White Oak Tree

In my back yard there is a white oak tree

With a straight trunk perhaps twenty inches

In diameter and twenty feet tall before

Its branches multiply to the sky.

 

We talk many a summer afternoon.

We are perhaps about the same age,

Sixty going on seventy.

 

There is little doubt You

Will outlive me and enjoy

Many more seasons and summer afternoons.

 

No one who will own this land

Will be fool enough

To cut you down.

 

I can see your beautiful lumber

And the hundred and fifty clear board feet,

But I would sooner cut my throat

As cut you down.

 

And I know about cutting trees

Having once earned my livelihood

As a cabinetmaker.

We talk of sun, leaves and stretching

To the sun and sky.

 

Life is good when given half a chance.

I think of disease, famine and death,

And thank God that I have the chance to watch

The tall, straight oak perhaps grow another

Fifteen or so years.

 

I am happy to think You

Might live a couple of hundred more years,

At least that is my sincere wish.

 

Remember me when I have become soil

Beneath your roots and You

Have tripled in girth as

You reach the sky.

 

-Thomas Deeds

 

Thomas Deeds is a craftsman, poet, teacher, husband, and father to two children.
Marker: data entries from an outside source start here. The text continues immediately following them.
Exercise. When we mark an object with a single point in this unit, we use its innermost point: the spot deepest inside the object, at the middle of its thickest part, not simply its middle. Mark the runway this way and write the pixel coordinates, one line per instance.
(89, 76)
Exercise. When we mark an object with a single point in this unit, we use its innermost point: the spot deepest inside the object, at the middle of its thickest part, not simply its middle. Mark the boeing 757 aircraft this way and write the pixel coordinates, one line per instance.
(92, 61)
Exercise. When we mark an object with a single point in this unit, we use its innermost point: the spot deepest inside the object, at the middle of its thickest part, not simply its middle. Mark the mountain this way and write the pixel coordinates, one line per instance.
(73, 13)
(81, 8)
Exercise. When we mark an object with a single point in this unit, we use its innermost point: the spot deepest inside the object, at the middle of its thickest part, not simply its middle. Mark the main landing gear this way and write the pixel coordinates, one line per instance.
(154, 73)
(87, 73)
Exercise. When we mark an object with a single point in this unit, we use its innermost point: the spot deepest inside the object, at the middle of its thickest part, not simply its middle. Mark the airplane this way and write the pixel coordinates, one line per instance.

He has taught in a university, a community college, three girls’ college preparatory schools and one public high school. Some of the many classes he has taught include: Creative Writing, American Literature, Native American Literature, Prairie Literature, World Religions, Dystopian Literature, Ethics, Introduction to Philosophy, Social and Political Philosophy, Philosophy of Education and Revolutionary Women.